PS:在我的末日蟑螂中,病毒爆發之日就是今天,如果不幸言中,各位可以向老婆坦白小三,抽上司的耳光,像校長扔雞蛋,但是沒有爆發,那就享受我的災難日大禮包吧,五更。 =.=

    一切發生的太突然,高峰還沒明白是怎麼回事兒就被拽下了土蜥,望著那個被木蔸花jīng油染sè的怪物,心裡詭異的想到:“難道黑爪和他們是一夥兒的?”

    不怪高峰會這麼想,他完全有把握在自己被擊中撞出火花,只要有了火花,就會點燃炙熱的火炬,可現在,全被黑爪給毀了。

    黑爪身強力壯,速度奇快,拖著高峰三兩步便沖到了炙熱地區,狠狠將高峰往地上一扔,指著他的鼻尖兒罵道:“不長眼的,還以為自己有多大本事,要不是我拖著,你早死了,恐怖死神是這麼容易解決的?沒看見你老子我都沒辦法…”

    “你沒辦法,不代表我沒辦法…”高峰在心裡不滿的嘀咕道,但他沒有和黑爪爭辯,不管黑爪相不相信他的戰鬥力,至少黑爪的出發點是好的,只是奇怪黑爪對自己怎麼改變了態度?

    “三爪,我們快跑吧,那東西正在吃土蜥呢…”杆子拖著哼哼唧唧的豁牙,沖到了高峰面前,現在他對高峰服氣的不得了,能將恐怖死神逼出來,手段超乎他想像之外,是個有天大本事的。

    土蜥正在哀嚎,身上不停的飆出血水,一蓬蓬濺射,又被無形的管道吸食一空,不過看那龐大的體型,恐怕不是一時半會能解決的。

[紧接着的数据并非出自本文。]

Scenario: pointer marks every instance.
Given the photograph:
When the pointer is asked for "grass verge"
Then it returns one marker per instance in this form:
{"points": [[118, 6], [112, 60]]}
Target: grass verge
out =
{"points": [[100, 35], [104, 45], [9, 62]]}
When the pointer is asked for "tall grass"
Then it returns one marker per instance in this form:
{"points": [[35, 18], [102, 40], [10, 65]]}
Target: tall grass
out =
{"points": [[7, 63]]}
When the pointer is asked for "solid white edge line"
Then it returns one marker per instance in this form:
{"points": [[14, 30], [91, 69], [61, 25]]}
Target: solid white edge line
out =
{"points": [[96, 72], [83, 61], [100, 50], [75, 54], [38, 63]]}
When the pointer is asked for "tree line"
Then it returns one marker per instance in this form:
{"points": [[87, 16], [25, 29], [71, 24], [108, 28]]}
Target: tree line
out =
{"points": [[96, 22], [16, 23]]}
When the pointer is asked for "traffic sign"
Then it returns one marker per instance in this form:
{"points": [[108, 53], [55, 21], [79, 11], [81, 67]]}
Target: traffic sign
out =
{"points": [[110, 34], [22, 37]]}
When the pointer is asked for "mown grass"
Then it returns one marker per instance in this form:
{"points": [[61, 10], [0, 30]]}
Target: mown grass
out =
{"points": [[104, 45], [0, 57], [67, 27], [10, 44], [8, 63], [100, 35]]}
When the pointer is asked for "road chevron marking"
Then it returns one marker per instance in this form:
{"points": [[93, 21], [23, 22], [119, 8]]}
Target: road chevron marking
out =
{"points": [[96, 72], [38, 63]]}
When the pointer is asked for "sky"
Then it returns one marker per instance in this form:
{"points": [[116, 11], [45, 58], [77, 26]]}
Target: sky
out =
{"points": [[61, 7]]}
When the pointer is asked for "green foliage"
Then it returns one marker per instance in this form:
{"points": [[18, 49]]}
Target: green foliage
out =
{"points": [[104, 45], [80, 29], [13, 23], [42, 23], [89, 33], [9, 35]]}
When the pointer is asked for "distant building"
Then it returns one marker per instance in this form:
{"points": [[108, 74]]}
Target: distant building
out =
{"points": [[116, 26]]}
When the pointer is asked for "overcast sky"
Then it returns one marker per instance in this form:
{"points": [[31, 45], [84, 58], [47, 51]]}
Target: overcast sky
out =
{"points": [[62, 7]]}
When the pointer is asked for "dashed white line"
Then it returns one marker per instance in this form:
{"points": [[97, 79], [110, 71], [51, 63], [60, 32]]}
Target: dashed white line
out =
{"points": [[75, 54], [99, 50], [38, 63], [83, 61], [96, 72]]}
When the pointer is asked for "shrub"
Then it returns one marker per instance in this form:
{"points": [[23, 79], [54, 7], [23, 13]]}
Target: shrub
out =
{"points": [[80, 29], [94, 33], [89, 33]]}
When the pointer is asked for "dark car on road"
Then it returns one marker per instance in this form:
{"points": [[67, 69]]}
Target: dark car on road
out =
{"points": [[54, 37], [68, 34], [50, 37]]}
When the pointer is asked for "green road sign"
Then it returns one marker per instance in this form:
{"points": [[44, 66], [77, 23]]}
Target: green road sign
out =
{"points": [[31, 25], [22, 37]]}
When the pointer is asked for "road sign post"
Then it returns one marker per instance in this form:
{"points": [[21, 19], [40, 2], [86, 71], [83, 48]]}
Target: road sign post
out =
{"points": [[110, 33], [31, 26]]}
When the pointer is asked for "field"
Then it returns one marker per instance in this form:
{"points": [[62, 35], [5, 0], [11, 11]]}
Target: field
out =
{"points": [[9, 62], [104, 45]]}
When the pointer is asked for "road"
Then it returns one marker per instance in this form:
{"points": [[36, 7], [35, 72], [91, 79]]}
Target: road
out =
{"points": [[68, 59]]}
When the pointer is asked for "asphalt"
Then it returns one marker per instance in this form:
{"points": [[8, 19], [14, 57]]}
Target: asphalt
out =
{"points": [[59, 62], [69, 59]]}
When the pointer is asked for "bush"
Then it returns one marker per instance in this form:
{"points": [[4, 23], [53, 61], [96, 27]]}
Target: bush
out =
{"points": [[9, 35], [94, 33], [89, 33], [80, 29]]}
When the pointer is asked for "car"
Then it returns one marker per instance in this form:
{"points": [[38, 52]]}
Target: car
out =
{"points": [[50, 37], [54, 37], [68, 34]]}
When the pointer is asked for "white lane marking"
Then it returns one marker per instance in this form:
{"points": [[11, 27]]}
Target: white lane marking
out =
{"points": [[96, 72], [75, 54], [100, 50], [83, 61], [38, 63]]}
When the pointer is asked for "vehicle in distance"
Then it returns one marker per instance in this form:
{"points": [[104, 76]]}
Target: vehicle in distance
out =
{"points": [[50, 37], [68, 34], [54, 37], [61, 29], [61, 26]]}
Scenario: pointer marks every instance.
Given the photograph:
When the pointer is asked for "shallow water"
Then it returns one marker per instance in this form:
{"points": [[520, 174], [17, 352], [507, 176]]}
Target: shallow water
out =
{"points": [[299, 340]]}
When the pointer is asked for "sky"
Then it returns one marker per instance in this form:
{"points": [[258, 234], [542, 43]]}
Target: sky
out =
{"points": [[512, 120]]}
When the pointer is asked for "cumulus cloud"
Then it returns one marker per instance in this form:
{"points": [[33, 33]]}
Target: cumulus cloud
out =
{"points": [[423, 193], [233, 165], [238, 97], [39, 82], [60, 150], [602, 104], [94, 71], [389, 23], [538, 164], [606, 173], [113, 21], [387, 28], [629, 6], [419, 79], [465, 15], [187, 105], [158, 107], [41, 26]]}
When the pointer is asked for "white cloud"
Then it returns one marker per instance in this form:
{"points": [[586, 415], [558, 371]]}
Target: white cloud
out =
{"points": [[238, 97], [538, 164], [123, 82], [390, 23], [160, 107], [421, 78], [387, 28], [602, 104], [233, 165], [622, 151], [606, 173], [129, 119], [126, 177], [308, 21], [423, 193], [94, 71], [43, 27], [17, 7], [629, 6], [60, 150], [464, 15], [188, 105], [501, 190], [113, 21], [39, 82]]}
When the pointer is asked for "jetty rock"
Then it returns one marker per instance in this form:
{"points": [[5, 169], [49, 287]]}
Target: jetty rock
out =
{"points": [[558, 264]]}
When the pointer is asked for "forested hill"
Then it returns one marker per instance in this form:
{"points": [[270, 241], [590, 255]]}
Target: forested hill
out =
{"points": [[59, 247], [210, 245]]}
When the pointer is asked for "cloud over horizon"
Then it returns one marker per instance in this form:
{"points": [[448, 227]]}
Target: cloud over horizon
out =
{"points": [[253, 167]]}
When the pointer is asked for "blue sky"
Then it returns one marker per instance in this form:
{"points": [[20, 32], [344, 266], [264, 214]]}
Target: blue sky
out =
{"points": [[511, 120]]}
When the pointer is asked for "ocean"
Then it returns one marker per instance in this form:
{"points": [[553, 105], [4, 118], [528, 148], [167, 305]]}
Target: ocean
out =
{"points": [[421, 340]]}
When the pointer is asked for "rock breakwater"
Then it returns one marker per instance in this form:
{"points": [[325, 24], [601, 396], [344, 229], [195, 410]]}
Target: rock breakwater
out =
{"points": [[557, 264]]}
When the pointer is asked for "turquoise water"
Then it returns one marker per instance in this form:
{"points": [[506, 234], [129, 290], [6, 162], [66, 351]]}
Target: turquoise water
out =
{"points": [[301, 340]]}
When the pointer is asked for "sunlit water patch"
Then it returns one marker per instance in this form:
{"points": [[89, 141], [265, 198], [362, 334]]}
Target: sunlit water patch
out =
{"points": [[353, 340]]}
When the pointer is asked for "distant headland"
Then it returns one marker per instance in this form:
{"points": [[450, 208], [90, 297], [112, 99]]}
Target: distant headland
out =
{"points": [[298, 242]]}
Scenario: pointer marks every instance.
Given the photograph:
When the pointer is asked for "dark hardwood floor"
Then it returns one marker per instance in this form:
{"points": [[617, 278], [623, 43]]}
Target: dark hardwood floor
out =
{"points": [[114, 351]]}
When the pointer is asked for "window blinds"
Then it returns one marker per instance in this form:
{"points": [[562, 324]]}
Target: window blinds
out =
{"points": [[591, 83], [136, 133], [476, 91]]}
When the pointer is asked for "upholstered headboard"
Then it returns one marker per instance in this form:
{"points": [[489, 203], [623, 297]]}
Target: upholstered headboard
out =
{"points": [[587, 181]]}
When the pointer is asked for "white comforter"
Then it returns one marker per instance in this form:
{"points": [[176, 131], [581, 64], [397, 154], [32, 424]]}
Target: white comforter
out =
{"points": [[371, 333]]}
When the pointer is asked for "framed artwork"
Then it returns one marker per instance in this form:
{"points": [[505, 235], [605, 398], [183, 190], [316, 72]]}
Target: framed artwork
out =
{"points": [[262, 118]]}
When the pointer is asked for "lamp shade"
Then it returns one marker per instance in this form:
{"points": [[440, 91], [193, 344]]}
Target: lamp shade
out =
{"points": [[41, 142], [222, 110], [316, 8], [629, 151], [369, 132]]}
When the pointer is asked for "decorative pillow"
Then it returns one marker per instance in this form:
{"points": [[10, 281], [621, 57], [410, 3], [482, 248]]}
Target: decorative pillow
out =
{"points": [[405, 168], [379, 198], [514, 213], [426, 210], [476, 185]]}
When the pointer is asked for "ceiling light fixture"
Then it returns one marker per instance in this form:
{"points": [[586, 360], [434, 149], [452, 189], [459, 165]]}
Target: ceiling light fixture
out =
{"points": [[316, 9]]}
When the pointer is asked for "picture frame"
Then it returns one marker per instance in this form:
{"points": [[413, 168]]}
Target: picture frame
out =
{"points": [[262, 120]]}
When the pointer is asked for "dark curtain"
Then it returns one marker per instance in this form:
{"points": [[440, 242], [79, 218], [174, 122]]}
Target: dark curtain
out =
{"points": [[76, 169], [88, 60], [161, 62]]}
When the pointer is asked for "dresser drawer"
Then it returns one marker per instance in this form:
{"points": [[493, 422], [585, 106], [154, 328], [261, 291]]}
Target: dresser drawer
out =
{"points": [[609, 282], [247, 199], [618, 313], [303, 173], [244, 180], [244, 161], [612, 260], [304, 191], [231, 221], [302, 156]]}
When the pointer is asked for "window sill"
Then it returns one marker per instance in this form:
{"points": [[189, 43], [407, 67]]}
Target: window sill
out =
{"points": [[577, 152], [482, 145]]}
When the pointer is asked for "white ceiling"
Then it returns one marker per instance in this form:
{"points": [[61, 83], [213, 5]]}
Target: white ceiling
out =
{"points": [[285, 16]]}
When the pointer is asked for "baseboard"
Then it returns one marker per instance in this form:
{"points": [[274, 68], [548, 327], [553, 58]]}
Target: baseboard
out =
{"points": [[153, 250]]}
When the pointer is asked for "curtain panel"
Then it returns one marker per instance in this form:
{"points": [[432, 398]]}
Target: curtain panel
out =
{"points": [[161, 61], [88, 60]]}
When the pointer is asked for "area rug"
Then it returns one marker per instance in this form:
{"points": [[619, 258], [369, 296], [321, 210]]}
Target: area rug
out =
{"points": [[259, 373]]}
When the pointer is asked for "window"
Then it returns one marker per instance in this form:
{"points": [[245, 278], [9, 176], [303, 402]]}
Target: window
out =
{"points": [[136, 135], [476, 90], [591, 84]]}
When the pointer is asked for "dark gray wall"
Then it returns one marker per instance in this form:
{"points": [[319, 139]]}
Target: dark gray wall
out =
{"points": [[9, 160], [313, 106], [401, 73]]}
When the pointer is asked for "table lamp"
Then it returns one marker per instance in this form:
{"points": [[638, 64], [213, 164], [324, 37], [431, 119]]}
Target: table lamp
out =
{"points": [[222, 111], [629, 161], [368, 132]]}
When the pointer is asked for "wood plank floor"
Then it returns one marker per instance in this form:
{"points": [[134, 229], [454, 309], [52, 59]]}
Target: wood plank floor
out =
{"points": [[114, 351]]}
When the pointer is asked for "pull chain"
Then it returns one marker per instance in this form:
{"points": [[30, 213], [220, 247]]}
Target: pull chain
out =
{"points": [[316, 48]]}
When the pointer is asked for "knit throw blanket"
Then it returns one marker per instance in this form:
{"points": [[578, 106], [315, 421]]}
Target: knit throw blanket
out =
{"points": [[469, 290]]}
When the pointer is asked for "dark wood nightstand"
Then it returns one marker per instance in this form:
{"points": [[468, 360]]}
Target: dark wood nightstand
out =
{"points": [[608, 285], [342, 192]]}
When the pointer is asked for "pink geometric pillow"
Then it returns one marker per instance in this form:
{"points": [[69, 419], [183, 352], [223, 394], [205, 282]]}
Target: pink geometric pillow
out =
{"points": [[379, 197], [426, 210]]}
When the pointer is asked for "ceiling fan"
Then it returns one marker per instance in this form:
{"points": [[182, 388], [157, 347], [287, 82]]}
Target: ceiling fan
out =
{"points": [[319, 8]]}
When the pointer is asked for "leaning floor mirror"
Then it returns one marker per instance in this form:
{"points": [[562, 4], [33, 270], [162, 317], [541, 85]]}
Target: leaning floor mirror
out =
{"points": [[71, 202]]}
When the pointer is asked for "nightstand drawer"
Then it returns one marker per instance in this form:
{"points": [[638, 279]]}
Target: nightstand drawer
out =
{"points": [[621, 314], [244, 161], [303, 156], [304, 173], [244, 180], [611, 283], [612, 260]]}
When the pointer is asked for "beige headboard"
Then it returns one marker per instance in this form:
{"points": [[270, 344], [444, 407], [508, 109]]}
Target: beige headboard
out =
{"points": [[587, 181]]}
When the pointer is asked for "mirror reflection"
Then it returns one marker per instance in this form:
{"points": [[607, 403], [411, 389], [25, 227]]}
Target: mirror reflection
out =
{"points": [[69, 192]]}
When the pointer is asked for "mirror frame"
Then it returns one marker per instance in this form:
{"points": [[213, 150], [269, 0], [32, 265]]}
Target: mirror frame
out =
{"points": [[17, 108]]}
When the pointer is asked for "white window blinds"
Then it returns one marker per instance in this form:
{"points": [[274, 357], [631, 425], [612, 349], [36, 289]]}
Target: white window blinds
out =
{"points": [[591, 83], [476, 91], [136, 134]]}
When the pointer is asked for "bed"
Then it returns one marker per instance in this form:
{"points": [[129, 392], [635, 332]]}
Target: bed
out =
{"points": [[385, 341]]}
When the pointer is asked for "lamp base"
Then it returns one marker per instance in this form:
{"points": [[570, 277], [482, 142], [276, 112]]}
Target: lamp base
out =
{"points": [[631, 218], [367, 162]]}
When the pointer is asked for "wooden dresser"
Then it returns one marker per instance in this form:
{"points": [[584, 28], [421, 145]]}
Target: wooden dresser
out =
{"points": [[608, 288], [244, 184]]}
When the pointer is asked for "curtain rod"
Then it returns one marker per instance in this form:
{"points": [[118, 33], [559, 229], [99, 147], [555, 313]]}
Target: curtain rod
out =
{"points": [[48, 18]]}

    “現在怎麼辦?”高峰不由地問向黑爪,言語之中未嘗沒有不滿的怒氣。

    “留下契奴和女人,所有的勇士撤退,只帶水和糧食…”黑爪是個果決的人,之前就定好了計畫,既然有了選擇,就選擇到底。

    高峰詫異的望著黑爪,他沒有想到這近千人的生命在黑爪口中如此不值一提,張開嘴就要反駁。

    “你不知道恐怖死神意味著什麼,就算我們扔下其他人也只能爭取半天的時間,到了晚上,沒有人是恐怖死神的對手,這註定是一場生死逃亡,部落勇士會掩護你和我到達地犰部落,到了那裡,我們才有機會逃離…”

    黑爪嚴峻的望著面色淒慘的杆子和其他受傷的部落勇士,生死逃亡意味著速度,所有追不上的人都將被拋棄。

    “你和我?”高峰呐呐地反問到,什麼時候自己變得這麼重要了?之前在部落裡他差點被黑爪貶為契奴,現在換了態度讓他適應不過來。

    “就是你和我,我們都是庇護者,勇士死光了,可以再培養,部落沒了,可以重建,但是庇護者死了,哪怕部落再完整,也會被別人吞併…”黑爪望著哀嚎中倒下的土蜥,目光深邃悠遠的說道。

    “原來這才是西部荒野真正的法則。”高峰不由地嘲諷著說道,猛地抬頭,認真的望著黑爪,目光堅毅的說道:“我不離開,我要殺了那些東西…”

    高峰很自私也很驕傲,他看不慣西部荒野的人,看不慣除自己之外的任何人,但有一點,他絕不冷血,做不到像黑爪那樣拋棄近千婦孺,做不到讓平民掩護自己而去送死,不管這些人是契奴還是戰利品,他都做不到,因為他有一顆戰士的心。

    “你瘋了?我不管,你答應也好,不答應也好,都得聽我的…”黑爪猛地上前,重重一腳跺在地上發出輕顫,深邃的雙眼驟然爆發出熊熊怒焰,讓身邊的部落勇士不自主的向後退去,此刻的黑爪才是一言九鼎的首領。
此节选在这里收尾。